2009年7月24日金曜日

デジタル時代をゆっくり生きる

 昼過ぎ、駅近くの都市銀行の支店に行った。平日の午後という時間帯のせいなのか、お客の約半数が定年年齢をとうに過ぎた高齢者で占められていた。

 今の時代、高齢者といえども現金の引き出しや預け入れはもちろん、振り込みなどもATMで行う人がほとんどだ。当然、若い人達のようには素早くサクサクと画面操作や確認ができない人が多い。ましてや入力項目や確認項目の多い振り込み等の操作となるとなおのこと時間がかかる。

 自分が列に並んだ時は、偶然なのか週末の24日という日付のせいなのか、ATMを操作している人達のほとんどが振込みを行っている感じで、しかも全員がかなり高齢な男性客と女性客。結果、ATM前の行列は遅々として進まず、急いでいた自分は正直イライラのしどうしであった。
 
 最寄駅まで行くのによく使うバスでのシーン。車内に次のバス停案内のアナウンスが流れ「つぎ止まります」ランプが点灯した。バス停に着いたのでバスは止まりドアが開いたのだが、なぜか誰も降りようとしない。

 おやっ、誰か間違って「止まります」ランプを押したのかなと思ったその時、他の乗客の合間を縫いながら後ろのほうからゆっくりと出口ドアに向かう老人が一人。ドア脇の握り棒をしっかりとつかみながら慎重に地面に降り立ち、去っていった。

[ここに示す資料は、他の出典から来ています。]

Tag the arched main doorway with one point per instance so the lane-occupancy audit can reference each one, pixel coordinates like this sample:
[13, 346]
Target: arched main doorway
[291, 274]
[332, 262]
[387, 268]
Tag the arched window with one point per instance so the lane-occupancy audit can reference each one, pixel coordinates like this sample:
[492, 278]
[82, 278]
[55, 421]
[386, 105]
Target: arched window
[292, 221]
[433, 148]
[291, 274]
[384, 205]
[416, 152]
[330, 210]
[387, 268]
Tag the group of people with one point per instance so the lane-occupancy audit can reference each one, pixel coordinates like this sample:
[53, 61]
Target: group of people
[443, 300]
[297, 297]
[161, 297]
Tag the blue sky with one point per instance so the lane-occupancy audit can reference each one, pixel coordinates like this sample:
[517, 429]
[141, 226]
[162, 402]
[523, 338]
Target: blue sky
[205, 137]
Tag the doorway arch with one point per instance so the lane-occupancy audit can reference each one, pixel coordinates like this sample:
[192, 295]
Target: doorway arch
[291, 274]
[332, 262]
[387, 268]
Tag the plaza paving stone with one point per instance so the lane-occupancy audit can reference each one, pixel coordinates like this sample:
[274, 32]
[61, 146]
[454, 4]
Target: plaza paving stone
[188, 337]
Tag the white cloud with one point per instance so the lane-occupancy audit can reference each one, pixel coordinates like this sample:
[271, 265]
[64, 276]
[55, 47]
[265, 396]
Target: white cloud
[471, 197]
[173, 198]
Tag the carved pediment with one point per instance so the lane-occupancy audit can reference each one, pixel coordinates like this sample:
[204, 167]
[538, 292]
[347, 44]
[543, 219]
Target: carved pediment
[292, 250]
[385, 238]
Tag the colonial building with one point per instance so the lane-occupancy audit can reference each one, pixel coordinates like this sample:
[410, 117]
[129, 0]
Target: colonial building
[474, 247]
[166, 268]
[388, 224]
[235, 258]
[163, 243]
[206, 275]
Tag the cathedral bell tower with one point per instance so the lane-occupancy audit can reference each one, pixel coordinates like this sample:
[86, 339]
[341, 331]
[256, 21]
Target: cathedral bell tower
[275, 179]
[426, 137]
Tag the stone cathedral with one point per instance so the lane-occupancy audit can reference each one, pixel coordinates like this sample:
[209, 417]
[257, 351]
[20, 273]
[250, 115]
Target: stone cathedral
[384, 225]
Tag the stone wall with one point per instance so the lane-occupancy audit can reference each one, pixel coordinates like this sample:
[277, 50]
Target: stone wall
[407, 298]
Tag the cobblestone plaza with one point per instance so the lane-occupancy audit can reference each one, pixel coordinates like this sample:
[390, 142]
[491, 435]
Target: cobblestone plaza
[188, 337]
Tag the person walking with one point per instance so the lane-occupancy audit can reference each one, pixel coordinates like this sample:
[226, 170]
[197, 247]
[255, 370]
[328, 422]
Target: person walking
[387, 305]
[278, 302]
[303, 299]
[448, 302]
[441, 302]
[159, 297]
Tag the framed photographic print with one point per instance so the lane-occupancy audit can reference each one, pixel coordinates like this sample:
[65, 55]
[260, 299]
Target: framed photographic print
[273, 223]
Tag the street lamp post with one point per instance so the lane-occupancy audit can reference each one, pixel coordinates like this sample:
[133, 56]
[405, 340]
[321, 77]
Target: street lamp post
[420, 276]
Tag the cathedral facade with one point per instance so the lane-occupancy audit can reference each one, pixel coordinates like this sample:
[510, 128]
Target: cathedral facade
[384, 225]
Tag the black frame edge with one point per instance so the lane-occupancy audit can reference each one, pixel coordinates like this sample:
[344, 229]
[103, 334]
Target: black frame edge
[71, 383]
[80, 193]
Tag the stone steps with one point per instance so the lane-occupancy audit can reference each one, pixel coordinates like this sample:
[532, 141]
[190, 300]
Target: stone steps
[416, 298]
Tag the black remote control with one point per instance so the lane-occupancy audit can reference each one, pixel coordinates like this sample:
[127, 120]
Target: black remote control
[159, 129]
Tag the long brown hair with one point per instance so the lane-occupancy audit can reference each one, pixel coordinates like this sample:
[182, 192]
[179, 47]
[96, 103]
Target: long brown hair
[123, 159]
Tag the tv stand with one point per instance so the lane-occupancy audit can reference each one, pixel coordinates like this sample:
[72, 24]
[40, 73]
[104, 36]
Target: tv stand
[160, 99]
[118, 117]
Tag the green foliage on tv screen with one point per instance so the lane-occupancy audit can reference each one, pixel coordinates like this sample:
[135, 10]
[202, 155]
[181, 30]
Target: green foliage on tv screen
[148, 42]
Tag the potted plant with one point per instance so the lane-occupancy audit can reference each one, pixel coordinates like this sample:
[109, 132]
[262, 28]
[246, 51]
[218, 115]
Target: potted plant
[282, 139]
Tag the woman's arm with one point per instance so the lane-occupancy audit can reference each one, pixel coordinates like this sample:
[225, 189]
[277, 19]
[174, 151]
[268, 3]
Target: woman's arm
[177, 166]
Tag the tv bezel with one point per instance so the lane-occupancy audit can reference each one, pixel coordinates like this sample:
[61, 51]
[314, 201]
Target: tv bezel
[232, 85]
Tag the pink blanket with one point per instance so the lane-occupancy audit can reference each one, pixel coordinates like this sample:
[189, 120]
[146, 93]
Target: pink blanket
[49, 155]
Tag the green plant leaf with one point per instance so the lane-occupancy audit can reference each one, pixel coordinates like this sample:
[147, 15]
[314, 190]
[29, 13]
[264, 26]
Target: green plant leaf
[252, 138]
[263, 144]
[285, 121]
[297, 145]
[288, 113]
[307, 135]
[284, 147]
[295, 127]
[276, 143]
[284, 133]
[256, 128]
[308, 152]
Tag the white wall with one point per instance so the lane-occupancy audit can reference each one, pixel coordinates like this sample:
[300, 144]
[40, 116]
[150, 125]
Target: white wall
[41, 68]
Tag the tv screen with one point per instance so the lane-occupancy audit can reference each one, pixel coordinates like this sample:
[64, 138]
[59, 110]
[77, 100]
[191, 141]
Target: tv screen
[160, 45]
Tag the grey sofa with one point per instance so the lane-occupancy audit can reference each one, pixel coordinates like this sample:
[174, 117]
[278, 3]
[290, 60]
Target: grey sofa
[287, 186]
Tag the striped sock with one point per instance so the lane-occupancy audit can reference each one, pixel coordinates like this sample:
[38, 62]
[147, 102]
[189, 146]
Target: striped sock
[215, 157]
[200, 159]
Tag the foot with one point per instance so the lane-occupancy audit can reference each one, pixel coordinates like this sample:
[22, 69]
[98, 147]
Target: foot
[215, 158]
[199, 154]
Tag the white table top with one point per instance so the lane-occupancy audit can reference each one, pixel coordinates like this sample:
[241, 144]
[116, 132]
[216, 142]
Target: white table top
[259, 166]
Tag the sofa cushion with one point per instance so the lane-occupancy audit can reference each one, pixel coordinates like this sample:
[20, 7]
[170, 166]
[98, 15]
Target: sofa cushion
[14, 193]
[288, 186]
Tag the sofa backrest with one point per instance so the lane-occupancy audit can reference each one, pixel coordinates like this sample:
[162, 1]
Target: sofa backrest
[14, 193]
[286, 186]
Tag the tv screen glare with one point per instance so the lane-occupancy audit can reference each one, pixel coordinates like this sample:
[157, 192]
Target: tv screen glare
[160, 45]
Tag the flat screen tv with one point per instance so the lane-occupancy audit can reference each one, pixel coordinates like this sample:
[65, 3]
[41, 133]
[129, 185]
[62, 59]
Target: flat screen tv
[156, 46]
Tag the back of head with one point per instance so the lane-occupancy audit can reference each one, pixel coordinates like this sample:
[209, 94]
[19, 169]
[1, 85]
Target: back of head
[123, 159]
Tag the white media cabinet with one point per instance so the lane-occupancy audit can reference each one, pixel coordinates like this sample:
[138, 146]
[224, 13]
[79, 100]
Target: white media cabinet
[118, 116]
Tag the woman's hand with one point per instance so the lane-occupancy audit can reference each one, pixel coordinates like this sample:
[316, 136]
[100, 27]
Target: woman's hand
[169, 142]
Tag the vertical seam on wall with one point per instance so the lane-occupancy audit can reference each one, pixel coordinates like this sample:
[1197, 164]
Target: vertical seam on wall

 デジタル社会の到来とともに、現役世代のサラリーマン達は以前にもまして スピーディで高効率な仕事を求められている。しかし、その一方では頭も体も若いころのようには素早く正確に反応できなくなった高齢者達が、時に指さし確認を行い、時に小さな失敗や間違いを繰り返しながらゆっくりとマイペースで日常生活を繰り広げる。
 
 世界に類を見ないスピードで進む我が国の少子高齢化の進行は、全体として世の中の動きを緩慢でスローなものにしていくに違いない。スローライフの薦めなどとあえて言わずとも、ほっておいても自然とそうなるのが我が国の近未来社会であるのは間違いなさそうだ。